Kindred by Octavia E. Butler
Kindred is a dark and deeply disturbing novel that predominantly explores the lives of slaves in the antebellum South through the eyes of a time-travelling protagonist. The fact that this protagonist, Dana, is a woman of colour from the 1970s allows Butler to show a strong juxtaposition between the world that Dana knows and the world she finds herself unwittingly thrust into.
The story itself is told entirely from Dana’s perspective, and follows her as she is bounced back and forth in time. Her home is in 1970s California, where she is settling into a new property with her (white) husband, Kevin, while her trips to the past take her to the pre-Civil War Maryland plantation of Rufus, the son of a wealthy white landowner. Between trips, she piece together evidence to suggest that Rufus could be one of her ancestors, and that the daughter of one of the local freed slaves may be as well. In one trip, she also inadvertently brings Kevin along with her, resulting in him being left behind when she is bounced back to the present. They reunite on Dana’s next trip, though five years have passed for Kevin, leaving him bitter and cold at the atrocities he witnessed while he was in the past. The novel ends with Dana killing Rufus and returning to the present for the last time, losing an arm in the process.

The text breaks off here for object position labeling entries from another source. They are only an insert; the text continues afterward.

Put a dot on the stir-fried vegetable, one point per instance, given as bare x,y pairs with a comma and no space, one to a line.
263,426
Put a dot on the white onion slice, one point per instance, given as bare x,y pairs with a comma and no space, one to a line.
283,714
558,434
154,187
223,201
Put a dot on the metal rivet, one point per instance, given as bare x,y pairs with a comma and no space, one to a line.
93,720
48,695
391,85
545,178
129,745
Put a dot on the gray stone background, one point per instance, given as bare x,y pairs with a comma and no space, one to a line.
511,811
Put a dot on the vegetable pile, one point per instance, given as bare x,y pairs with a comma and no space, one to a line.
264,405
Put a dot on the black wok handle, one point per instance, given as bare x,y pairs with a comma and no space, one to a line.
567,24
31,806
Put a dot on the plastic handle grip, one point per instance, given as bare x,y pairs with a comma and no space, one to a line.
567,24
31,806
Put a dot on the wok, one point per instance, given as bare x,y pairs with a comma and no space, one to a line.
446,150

This is not an easy story to read as it highlights some of the worst elements of racism and discrimination inherent in American society during the first half of the nineteenth century, and the almost casual way in which people of colour were dehumanised by their owners at the time. In portraying the slave/master dynamic, Butler rarely pulls her punches. The slave owners are shown to be cruel almost to the point of sadism, though in most cases this appears to be simply a side-effect of the near-institutional belief that the slaves are nothing more than property, objects to be bought and sold, and used for the betterment of the whites. It’s obvious that Butler wants to shock the reader into thinking about the subject matter, that she wants the reader to explore the historical and social notions of slavery that she presents within the narrative, and she does this with skill.
Having read a large chunk of Octavia E. Butler’s work over the last few months, I really wanted to love this book. However, while I found it to be an engrossing and thought provoking read, I don’t think it’s quite worthy of a full five stars.